Il suffit pourtant de traverser le canal passant juste derrière la maison de l’homme d’affaires pour tomber sur le quartier musulman de Baan Krua, implanté dans la capitale thaïlandaise depuis plus de deux siècles. Un trajet que faisait tous les jours à pied l’Américain, qui a développé l’industrie de la soie en Thaïlande jusqu’à sa disparition mystérieuse dans les années 1960, raconte le propriétaire d’une des dernières fabriques traditionnelles de soie.

« Il venait ici tous les matins », se souvient Niphon Manutha, 71 ans, au milieu des cartons d’où débordent des cravates en soie. Il montre une photo de sa mère avec l’aventurier, à l’âge d’or de la fabrique, qui comptait alors une cinquantaine d’ouvriers, contre quelques-uns aujourd’hui. Désormais, elle ne fournit plus la prestigieuse marque Jim Thompson, qui a survécu à la disparition de son fondateur mais a opté pour un modèle plus industriel.

« C’est un héritage musulman. La soie de Baan Krua est très célèbre », souligne Niphon, montrant au mur une lettre envoyée par Robert Kennedy, après une visite en 1962 dans ce pays très majoritairement bouddhiste. La marque Baan Krua a subsisté et essaye de tirer son épingle du jeu en fournissant des pièces sur mesure, surtout à une clientèle thaïlandaise, attirée par la qualité d’une soie faite main sur des métiers à tisser en bois exotique.

La grand-mère de Niphon Manutha a créé l’entreprise dans ce quartier, construit en bord de canal sur des terres données au XVIIIe siècle par le roi Rama I aux musulmans venus en nombre du Cambodge et du Vietnam voisins.
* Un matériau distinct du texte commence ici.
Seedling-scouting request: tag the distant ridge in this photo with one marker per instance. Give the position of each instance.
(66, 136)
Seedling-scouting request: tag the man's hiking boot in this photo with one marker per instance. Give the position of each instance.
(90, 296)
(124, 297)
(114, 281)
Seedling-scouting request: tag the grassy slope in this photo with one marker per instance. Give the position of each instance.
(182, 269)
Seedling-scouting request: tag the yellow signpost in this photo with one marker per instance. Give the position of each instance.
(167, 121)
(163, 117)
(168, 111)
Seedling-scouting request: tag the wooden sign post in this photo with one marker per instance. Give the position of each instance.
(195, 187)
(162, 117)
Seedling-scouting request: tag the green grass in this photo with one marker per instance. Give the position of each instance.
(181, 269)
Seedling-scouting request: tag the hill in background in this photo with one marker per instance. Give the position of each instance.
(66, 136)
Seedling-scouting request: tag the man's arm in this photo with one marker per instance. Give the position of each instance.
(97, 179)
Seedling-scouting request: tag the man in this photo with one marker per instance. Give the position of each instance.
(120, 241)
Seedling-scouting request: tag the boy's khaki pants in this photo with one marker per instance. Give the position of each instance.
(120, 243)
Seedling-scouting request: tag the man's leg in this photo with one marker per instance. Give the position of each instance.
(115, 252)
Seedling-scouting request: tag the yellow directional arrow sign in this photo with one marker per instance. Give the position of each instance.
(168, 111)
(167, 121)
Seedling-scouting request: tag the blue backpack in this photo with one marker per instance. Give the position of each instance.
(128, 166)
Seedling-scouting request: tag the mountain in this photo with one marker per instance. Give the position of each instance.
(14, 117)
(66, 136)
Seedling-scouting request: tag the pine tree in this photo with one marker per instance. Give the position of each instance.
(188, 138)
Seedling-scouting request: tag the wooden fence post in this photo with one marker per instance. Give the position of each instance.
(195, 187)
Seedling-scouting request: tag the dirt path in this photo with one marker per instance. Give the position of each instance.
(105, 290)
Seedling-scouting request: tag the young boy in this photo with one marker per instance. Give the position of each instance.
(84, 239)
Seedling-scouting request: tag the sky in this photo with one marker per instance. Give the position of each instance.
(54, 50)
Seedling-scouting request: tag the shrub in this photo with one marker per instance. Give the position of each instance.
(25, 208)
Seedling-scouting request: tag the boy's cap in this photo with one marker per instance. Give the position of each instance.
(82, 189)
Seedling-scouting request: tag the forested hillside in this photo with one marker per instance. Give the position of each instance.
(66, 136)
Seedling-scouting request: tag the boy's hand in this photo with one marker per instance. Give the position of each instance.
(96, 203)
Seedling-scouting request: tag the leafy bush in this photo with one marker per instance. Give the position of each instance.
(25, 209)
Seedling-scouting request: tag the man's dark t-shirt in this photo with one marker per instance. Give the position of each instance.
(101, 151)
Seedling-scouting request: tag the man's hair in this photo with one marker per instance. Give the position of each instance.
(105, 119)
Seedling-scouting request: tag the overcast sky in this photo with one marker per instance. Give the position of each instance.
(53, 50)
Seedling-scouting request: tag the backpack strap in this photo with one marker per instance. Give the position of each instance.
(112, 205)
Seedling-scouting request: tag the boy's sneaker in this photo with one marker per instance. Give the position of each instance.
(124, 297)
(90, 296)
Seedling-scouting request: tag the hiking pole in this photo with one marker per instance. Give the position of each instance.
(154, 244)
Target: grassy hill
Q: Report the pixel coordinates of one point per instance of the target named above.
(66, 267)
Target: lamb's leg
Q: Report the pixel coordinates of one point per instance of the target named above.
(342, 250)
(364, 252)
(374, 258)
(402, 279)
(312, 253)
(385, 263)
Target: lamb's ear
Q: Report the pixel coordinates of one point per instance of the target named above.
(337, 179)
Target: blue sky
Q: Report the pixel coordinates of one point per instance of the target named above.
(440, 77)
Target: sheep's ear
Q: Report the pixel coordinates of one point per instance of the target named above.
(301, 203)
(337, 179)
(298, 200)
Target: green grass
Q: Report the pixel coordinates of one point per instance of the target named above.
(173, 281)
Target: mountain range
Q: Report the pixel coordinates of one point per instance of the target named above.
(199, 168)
Rapidement, la communauté s’est spécialisée dans le tissage de soie, et les ateliers ont essaimé dans le quartier.

« A l’époque, nous fabriquions des sarongs, un habit traditionnel pour les musulmans ici. Notre secteur a connu son apogée après la Seconde guerre mondiale quand Jim Thompson est venu ici, a repéré notre soie et trouvé qu’elle était exceptionnelle », raconte le vieux tisserand. Aujourd’hui, c’est sa fille Pattramas qui essaye de trouver des débouchés pour l’entreprise familiale, en développant le site internet de la société.

« Nous sommes passés de la production de tissu à celle de produits », comme des chemises ou des sacs, explique la trentenaire aux cheveux courts. « La nouvelle génération ne veut plus faire ce métier. Dans les cinq à dix ans à venir, je ne sais pas s’il y aura encore des gens ici », dit-elle. Les ouvrières ont toutes dépassé la soixantaine. « Tout le monde veut préserver l’héritage mais plus personne ne veut faire ce métier », se lamente Natcha Swanaphoom, la sœur de Niphon, qui l’aide à gérer la petite boutique de la fabrique.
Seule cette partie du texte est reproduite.